Think you can solve homelessness? Give the county a call.
The Kitsap County Housing and Homelessness Division has issued a call for community input to update its five-year plan to address homelessness across the county. The goal is to make homelessness “a rare, brief and one-time occurrence” in Kitsap.
“Community input is vital to creating an effective plan that truly addresses the needs of our unhoused neighbors,” said Human Services director Doug Washburn. “We need diverse perspectives and experiences to build a long-term strategy that works for everyone.”
Last visited in November 2019, the HHD’s plan guides county homelessness action for the immediate future and helps determine the biggest challenges for people in unstable housing situations. The plan includes a breakdown of the local housing crisis, a detailed analysis of gaps in the social support system and goals for the next five years.
The county’s 2019 goals focused on keeping people in stable housing, particularly during transitions from hospitals, behavioral health clinics and jails, by encouraging the development of affordable housing and supporting at-risk tenants.
This plan reflected the data gathered from previous Point-In-Time survey counts.
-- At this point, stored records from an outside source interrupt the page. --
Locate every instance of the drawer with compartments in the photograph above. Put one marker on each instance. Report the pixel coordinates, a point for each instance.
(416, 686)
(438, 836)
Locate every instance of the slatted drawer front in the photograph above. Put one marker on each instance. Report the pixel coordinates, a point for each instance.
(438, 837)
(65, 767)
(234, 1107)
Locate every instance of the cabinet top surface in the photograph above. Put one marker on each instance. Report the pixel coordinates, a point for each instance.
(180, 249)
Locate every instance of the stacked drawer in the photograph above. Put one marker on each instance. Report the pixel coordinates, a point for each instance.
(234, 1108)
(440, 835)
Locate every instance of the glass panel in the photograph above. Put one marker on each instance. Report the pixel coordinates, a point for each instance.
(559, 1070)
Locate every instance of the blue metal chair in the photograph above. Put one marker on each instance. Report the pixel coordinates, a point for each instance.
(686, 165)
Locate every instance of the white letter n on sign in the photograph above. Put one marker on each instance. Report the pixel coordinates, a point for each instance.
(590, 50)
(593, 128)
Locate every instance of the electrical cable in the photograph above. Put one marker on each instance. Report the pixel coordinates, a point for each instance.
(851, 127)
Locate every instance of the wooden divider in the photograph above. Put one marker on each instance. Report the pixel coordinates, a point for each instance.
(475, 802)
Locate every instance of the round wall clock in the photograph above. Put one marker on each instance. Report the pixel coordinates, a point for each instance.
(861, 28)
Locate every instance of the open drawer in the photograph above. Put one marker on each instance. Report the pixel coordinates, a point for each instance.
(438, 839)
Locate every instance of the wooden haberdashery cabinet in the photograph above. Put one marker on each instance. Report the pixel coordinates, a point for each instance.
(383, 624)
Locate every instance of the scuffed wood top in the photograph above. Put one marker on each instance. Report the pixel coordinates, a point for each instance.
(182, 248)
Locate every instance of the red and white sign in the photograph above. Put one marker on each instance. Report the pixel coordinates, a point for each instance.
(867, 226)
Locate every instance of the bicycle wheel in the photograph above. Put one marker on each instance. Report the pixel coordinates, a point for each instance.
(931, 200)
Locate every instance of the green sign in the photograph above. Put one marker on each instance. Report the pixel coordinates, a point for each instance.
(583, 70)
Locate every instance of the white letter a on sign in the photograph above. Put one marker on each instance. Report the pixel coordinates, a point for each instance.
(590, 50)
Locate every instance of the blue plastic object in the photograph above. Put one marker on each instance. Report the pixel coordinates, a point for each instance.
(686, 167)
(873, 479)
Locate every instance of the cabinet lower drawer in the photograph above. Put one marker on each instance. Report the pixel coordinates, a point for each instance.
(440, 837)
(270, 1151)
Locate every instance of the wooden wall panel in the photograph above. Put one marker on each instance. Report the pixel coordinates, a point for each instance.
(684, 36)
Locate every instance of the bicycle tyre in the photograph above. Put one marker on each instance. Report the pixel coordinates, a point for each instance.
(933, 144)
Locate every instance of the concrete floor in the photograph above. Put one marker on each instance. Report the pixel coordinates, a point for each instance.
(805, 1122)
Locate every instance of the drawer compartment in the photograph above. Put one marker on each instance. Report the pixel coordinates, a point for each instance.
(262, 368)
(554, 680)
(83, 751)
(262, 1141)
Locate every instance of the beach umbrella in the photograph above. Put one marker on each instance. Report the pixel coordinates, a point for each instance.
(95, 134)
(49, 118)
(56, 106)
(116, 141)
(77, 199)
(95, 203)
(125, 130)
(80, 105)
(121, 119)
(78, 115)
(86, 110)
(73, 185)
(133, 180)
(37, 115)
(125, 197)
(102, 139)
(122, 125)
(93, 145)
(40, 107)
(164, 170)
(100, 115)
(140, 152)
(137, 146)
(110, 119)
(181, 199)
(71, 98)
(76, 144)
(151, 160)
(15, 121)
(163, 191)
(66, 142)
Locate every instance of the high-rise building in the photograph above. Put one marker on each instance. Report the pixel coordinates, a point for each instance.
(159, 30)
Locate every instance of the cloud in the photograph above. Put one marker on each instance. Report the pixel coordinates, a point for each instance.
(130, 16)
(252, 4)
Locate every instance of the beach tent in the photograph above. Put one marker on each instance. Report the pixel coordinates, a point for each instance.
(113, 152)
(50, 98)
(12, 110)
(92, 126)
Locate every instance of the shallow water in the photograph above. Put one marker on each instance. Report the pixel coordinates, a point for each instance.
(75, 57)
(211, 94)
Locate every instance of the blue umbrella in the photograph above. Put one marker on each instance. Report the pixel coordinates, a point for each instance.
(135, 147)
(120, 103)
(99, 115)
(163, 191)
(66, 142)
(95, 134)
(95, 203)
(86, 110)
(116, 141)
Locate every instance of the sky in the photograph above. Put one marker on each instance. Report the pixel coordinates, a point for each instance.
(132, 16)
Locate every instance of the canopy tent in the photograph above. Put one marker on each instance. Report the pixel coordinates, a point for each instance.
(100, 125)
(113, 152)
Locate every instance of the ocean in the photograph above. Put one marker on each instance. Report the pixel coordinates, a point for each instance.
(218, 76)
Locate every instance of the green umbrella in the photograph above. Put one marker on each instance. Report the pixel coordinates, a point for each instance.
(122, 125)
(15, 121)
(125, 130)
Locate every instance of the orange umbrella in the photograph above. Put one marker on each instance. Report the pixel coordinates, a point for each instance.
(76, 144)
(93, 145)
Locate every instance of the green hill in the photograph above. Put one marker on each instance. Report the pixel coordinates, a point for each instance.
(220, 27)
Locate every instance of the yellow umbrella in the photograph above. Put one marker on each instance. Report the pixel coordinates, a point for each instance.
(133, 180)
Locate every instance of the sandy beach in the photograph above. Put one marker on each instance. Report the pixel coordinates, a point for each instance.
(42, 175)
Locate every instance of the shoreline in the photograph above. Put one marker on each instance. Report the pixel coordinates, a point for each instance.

During the PIT Counts, unsheltered homeless people are asked to share some information about themselves and the life events or specific struggles that pushed them out of housing. Pre-pandemic, the most commonly reported cause of homelessness in the county was eviction or loss of housing at 37%, followed closely by job loss and mental health issues at 36% and 34% respectively.
Data from PIT counts post-2020 show that mental health has shot up to become the top self-reported cause of homelessness in Kitsap. In the past two years, about two-thirds of unsheltered people reported experiencing difficulty with their mental health, slowly rising from just under half in 2019. But by 2022, almost 70% of respondents cited mental health issues as the main reason they became homeless, dropping to 57% in 2024. Reports of problems with other health issues, like permanent physical disabilities and chronic health conditions, fell to about 30% from just over half of respondents.
Issues with narcotics, alcohol and other substances have grown more rapidly. For three years after the PIT count began in 2017, chronic substance use wavered around 26% in unsheltered Kitsap residents, but reports have jumped by almost 10% every year since 2020. In 2024, over half of unsheltered people struggled with substance abuse, but only 24% attributed it to the cause of their loss of housing: most pointed to mental health and other health issues as the main factor.
Volunteers will meet up to eight times before April to help develop survey questions and identify key areas of concern.